Talk:Kronecker substitution

This article claims that this only works with powers of two. That's a misunderstanding. If you're going to do this using a computer, you'll use powers of two since it makes things easier on a binary computer. But that this works at all is more a property of multiplication. One can use any base. If you wanted to do this by hand you'd likely want to base ten. For instance.

If I have the polynomial p(x) = 3x² + 2x + 1, and I evaluate it at x = 10, I find, p(10) = 321. This is then the coefficients of p(x), where the coefficient for the x² term is in the hundreds place the coefficient for the x¹ term is in the tens place and the coefficient of x⁰ is in the ones place.

Doing the same example using base 2: p(x) = 11₂x^10₂ + 10₂x + 01₂. Evaluate at x = 100₂ and I find p(100₂) = 111001₂. Here the top two bits are the coefficient of x¹⁰ and so on.
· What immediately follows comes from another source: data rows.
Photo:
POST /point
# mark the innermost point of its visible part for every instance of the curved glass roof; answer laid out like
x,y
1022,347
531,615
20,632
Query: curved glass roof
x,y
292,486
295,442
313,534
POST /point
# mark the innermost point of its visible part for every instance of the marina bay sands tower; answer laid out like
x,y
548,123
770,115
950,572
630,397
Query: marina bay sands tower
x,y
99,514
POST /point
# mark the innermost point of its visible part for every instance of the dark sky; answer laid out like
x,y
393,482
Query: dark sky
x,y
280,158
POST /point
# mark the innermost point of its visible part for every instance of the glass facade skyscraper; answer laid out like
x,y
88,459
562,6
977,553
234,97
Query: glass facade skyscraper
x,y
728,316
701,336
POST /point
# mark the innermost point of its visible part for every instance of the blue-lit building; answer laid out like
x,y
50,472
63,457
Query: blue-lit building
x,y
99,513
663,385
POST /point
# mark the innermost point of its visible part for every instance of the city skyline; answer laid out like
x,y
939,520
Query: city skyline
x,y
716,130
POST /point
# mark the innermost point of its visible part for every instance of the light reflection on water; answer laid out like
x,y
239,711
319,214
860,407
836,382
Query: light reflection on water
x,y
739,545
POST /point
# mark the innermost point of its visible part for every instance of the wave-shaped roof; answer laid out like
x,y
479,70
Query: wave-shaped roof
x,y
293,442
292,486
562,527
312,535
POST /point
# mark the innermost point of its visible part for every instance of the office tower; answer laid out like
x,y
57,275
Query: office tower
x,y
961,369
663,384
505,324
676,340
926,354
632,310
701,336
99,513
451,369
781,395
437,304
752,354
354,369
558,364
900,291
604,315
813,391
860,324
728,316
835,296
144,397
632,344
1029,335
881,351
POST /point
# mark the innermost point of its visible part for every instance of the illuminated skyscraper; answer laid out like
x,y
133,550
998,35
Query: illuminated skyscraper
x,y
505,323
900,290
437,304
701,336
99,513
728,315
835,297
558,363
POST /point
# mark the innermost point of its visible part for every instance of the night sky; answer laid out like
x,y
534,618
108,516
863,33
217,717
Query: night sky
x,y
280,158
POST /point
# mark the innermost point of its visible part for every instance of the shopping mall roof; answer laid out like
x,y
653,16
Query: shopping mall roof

Since this works to project the coefficients of the polynomial into a single number we can then multiply those single numbers together to find the coefficients of the product of the polynomials. Again an example in base 10: p(x) = 3x² + 2x + 1, let us compute q(x) = p(x) * p(x). First evaluate p(100) = 30201 (do you see the coefficients of p(x) in there again?). Then find 30201 * 30201 = 912100401. The coefficients of q(x) are then each group of two digits, as 09 12 10 04 01 or q(x) = 9x⁴ + 12x³ + 10x² + 4x + 1.